Juan Aparicio '15: Pontus Lidberg and a crisis of definition

by Guest Blogger

Harvard Arts Blog asked dancers to reflect on their experiences preparing for the Dance Program Spring Performance 8 p.m. March 28-30 at Farkas Hall. Guest blogger and dancer Juan Aparicio '15 is a government concentrator in Mather House. He has been working with guest choreographer Pontus Lidberg and OFA Dance Program director Jill Johnson for DPSP13.

"What is dance?" my mind queries as I drown myself in YouTube videos: Guillem, SYTYCD, Gaga (Batsheva and Lady). Is it the lines? Yeah. The intricacy? Yeah. The technique, the story, the human potential? Yeah. Yeah. Yeah. But something more, I think. For me, the missing link was the structure.

Ballet has its structure. Forms of modern dance, like Horton Technique, have their structure. I was safe within the structure -- reassured and cocooned within the folds of certainty and shape.

And then Pontus Lidberg came along and what a process it became! My mind struggled to count, count, count, count. It struggled to grasp the reality of a structured chaos, of a Precambrian explosion that was beautiful in its patterns that were really random movements. Or was it random movements that were really patterns? I ached, not in my body, but in my fight to rationalize, to mold. I fought to hold on to structure, to shape, to certainty.

"Juan," Lidberg said, "it’s just: You’re so used to shaping yourself. Relax. Let it go and just try to let your body move."

Let it go?! That’s not what they told me in dance class! Posture, length, pointing my toes, and holding my fingers. Structure. That’s what I heard when they spoke. That’s what I understood. Let it go…

And so I tried. I tried to let it go (am trying to let it go) and realized that I had misunderstood all along; structure was not the missing link.

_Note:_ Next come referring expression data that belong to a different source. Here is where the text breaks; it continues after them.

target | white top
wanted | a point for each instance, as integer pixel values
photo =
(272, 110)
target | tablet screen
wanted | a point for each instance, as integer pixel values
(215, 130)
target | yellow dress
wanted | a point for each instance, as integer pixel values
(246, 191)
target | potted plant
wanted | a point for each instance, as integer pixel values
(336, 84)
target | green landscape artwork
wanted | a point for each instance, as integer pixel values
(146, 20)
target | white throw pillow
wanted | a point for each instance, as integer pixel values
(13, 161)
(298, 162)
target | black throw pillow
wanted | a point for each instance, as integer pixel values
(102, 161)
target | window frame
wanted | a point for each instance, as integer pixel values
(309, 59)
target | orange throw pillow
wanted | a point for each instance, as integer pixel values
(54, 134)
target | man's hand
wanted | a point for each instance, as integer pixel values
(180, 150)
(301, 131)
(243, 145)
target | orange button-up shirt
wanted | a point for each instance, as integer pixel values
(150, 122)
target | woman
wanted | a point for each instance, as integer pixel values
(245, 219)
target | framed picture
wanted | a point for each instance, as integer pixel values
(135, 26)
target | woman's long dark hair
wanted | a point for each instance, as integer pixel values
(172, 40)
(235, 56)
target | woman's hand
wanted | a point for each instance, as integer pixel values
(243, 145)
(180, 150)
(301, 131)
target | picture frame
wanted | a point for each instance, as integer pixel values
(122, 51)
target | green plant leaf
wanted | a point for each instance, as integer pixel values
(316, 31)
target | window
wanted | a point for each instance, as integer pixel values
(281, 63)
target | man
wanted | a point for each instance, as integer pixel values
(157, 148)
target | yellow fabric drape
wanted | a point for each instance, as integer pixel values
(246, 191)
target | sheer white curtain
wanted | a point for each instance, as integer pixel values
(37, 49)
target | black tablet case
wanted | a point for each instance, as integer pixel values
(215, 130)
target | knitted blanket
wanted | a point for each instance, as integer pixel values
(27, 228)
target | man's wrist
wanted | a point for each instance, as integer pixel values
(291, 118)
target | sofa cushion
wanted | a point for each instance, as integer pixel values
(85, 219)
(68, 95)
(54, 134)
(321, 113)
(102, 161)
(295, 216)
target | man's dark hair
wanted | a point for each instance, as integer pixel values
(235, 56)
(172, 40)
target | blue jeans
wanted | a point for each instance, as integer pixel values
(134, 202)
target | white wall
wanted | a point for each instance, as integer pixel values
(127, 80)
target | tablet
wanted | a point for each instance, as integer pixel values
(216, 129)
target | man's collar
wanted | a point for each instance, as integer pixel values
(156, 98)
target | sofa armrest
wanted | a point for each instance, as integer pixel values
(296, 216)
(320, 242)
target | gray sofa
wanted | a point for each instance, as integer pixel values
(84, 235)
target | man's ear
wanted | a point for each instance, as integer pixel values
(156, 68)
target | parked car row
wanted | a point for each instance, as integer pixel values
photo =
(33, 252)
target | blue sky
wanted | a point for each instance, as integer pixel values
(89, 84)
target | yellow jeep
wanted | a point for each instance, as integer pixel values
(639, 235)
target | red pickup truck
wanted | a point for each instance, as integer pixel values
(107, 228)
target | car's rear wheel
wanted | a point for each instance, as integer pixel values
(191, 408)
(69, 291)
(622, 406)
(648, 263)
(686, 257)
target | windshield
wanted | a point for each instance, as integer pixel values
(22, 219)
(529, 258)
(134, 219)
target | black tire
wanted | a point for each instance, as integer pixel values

I found beauty in a structure whose only characteristic was a lack of structure. I was thinking and feeling. Counting, counting, counting, yes, but focusing less on the shape of my arm or the degree of my leg and more on the release of my breath, the energy in my eyes, and the urgency as I clasp for the hands that will cushion my plunge into the undefined idea of dance that Pontus Lidberg has opened for me.